Neural network techniques for position and scale invariant image classification

Grimes, Catherine Alison (1998). Neural network techniques for position and scale invariant image classification. PhD thesis The Open University.



This research is concerned with the application of neural network techniques to the problems of classifying images in a manner that is invariant to changes in position and scale. In addition to the goal of invariant classification, the network has to classify the objects in a hierarchical manner, in which complex features are constructed from simpler features, and use unsupervised learning. The resultant hierarchical structure should be able to classify the image by having an internal representation that models the structure of the image.

After finding existing neural network techniques unsuitable, a new type of neural network was developed that differed from the conventional multi-layer perceptron type of architecture. This network was constructed from neurons that were grouped into feature detectors.These neurons were taught in an unsupervised manner that used a technique based on Kohonen learning.A number of novel techniques were developed to improve the learning and classification performance of the network.

The network was able to retain the spatial relationship of the classified features; this inherent property resulted in the capability for position and scale invariant classification. As a consequence, an additional invariance filter was not required. In addition to achieving the invariance property, the developed techniques enabled multiple objects in an image to be classified.

When the network had learned the spatial relationships between the lower level features, names could be assigned to the identified features. As part of the classification process, th e system was able to identify the positions of the classified features in all layers of the network.

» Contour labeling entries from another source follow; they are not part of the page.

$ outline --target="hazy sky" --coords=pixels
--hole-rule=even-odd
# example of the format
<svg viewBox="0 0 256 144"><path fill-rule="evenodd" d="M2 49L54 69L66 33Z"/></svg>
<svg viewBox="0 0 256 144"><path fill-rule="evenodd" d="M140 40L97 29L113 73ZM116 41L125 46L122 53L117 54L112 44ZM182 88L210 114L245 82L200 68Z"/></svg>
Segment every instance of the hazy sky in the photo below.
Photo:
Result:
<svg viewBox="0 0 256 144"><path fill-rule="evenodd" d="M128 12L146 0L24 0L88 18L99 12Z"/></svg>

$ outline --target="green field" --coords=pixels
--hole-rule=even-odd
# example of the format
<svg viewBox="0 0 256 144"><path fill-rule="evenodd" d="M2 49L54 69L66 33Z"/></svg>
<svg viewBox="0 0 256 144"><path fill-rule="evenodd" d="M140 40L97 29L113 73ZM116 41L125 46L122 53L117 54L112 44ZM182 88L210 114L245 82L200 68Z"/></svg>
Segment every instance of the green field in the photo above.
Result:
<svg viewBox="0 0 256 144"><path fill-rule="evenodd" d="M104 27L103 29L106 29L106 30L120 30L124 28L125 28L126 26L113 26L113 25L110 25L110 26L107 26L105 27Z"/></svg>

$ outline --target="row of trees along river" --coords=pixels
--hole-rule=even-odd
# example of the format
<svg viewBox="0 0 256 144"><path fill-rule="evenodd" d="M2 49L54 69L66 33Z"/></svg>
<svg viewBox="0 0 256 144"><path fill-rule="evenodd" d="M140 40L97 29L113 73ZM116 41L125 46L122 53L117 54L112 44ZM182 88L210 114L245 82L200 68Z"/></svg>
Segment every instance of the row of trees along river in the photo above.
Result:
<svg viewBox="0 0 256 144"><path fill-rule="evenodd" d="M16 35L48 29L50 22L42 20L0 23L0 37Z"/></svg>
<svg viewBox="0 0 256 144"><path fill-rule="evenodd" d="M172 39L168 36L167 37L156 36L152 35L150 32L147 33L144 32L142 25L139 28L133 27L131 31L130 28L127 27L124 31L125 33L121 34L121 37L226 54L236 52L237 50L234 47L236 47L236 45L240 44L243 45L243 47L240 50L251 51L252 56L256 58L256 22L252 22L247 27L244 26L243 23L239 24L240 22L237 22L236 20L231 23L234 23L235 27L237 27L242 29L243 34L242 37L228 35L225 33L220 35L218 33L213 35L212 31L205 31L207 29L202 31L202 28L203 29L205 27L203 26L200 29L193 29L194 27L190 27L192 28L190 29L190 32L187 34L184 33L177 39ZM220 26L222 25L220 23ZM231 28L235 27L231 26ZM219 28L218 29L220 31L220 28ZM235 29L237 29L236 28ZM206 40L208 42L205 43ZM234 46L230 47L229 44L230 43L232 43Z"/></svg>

A software model of an artificial retina was used to test the grey scale classification performance of the network and to assess the response of the retina to changes in brightness.

Like the Neocognitron, the resulting network was developed solely for image classification. Although the Neocognitron is not designed for scale or position invariance, it was chosen for comparison purposes because it has structural similarities and the ability to accommodates light changes in the image.

This type of network could be used as the basis for a 2D-scene analysis neural network, in which the inherent parallelism of the neural network would provide simultaneous classification of the objects in the image.